Дед Угрин несколько раз чиркнул огнивом, закурил трубку и хотел встать, но больная нога не дала.
— Милена… Милена, куда ты девалась? — крикнул он с легкой тревогой и впился глазами в мрак.
— Тут я, — отозвался чистый женский голос из маленького садика за мельницей. — Тут я, тут.
— Ступай в дом. Поздно уже! — крикнул довольно строго старик.
— Сейчас, только вот полью… Все погорело от зноя! — ответила Милена.
Звук колокольчика медленно, мерно приближался и умолк наконец возле самого сада. В темноте появился огонек папиросы. Милена выпрямилась и с испугом посмотрела в ту сторону.

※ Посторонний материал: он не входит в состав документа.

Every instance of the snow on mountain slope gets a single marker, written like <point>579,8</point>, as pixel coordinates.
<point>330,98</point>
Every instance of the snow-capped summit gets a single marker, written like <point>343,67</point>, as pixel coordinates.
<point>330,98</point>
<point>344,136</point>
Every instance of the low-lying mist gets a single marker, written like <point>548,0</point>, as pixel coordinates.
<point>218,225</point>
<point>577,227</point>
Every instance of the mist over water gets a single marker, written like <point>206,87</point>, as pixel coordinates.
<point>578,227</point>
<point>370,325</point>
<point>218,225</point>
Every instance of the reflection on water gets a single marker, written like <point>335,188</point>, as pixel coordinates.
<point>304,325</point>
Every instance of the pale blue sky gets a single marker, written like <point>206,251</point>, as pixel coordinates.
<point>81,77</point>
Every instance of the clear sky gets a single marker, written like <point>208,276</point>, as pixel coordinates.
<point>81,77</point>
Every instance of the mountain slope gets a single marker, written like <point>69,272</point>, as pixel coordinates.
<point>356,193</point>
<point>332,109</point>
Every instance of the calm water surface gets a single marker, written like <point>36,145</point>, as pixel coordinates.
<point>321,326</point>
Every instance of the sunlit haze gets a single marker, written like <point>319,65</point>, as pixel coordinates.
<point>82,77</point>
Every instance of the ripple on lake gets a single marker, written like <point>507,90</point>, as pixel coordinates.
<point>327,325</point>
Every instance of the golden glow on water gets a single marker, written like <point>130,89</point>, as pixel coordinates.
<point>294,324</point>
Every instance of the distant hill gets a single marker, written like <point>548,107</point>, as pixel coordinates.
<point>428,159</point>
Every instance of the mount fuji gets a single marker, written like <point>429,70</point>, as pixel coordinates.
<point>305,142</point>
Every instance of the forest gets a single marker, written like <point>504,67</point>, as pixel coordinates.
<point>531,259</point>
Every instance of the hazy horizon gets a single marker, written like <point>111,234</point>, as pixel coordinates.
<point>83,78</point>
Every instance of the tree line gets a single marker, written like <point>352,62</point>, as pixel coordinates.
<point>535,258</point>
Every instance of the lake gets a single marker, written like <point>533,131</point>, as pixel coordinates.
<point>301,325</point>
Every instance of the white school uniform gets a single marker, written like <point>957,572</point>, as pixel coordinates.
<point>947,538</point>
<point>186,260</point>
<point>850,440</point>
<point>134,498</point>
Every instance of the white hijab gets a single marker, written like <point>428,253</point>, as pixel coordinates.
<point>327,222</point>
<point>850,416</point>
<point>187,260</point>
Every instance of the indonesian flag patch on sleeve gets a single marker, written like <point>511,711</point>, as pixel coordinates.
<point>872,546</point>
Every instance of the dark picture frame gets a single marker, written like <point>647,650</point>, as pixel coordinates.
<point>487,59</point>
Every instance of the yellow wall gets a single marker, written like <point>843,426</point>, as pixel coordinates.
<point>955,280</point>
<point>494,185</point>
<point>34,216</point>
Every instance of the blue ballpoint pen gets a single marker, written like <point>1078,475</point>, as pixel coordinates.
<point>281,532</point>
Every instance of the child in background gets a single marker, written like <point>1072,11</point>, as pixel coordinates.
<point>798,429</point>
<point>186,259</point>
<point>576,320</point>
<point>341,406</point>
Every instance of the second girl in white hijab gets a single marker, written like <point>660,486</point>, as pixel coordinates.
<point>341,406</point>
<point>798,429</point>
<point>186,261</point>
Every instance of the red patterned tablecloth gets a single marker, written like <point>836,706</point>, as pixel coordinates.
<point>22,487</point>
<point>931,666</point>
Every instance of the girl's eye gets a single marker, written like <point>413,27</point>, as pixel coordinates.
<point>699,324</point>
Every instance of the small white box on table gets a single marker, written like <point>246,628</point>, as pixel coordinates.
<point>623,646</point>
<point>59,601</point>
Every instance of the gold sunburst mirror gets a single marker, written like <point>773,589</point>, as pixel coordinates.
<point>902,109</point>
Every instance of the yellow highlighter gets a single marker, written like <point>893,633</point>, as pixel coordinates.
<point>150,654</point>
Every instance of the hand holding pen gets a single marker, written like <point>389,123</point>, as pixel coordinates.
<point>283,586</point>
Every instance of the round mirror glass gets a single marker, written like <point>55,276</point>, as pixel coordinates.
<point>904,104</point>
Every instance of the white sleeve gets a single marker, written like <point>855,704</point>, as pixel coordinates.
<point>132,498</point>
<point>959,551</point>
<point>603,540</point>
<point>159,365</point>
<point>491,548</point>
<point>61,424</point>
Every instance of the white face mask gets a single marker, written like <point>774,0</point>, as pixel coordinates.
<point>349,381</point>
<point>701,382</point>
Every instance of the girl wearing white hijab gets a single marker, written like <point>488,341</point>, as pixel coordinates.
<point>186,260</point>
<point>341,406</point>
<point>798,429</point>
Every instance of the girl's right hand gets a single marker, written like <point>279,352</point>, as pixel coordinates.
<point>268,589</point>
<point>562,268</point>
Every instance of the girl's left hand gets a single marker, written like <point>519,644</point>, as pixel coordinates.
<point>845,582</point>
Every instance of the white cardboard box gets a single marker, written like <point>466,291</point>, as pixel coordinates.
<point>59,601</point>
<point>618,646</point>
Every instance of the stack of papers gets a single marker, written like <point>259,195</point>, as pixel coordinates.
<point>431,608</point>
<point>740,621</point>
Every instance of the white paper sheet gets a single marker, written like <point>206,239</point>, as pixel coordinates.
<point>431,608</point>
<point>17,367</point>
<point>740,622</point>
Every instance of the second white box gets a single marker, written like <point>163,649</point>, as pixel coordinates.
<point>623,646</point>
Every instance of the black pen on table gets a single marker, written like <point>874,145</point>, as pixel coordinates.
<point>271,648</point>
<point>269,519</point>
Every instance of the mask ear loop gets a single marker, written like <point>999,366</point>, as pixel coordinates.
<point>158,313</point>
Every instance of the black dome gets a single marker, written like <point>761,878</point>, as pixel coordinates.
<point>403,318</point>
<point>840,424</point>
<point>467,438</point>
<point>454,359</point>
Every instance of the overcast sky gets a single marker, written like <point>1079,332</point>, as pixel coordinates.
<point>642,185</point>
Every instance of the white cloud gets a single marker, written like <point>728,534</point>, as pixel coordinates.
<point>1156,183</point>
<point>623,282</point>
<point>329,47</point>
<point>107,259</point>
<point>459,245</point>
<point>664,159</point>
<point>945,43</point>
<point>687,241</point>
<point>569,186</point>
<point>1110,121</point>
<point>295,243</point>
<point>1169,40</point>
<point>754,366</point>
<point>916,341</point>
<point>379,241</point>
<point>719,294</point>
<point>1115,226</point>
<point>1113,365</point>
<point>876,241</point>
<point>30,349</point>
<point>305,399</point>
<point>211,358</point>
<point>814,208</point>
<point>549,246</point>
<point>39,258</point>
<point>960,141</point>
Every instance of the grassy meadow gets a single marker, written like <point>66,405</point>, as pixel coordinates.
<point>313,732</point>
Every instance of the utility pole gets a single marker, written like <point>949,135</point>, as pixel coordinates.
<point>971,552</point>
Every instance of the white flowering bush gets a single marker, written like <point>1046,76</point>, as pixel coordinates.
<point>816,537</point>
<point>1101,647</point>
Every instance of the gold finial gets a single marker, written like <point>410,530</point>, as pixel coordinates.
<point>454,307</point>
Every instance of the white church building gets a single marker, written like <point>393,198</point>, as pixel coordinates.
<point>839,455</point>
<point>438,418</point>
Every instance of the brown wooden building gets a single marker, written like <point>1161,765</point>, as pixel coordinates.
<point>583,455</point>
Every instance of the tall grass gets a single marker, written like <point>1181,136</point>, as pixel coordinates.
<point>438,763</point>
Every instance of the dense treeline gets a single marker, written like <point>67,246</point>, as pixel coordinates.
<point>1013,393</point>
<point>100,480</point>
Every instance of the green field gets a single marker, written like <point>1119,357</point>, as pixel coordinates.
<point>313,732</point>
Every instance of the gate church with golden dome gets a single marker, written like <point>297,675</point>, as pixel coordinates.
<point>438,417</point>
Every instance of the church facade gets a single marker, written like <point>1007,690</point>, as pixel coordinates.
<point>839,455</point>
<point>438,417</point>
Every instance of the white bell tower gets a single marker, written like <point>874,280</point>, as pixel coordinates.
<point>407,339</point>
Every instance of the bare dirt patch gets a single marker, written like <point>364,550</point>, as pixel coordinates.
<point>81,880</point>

У плетня, в темной тени кустов, стоял человек, а около него спокойно пощипывал терновник навьюченный осел.
— Добрый вечер, Милена, — тихо и словно неуверенно произнес в темноте молодой мужской голос.
Легкий озноб пробежал по телу Милены. Босая, с засученными рукавами, повязанная белым платочком, скрывавшим ее буйные русые волосы, она стояла посреди сада, подобная самодиве.
— Дай боже, Свилен, — ответила она растерянно и хотела было убежать.
— Поздно поливаешь, — заметил Свилен.
Милена остановилась.
«Господи, господи!» — подумала она и промолчала.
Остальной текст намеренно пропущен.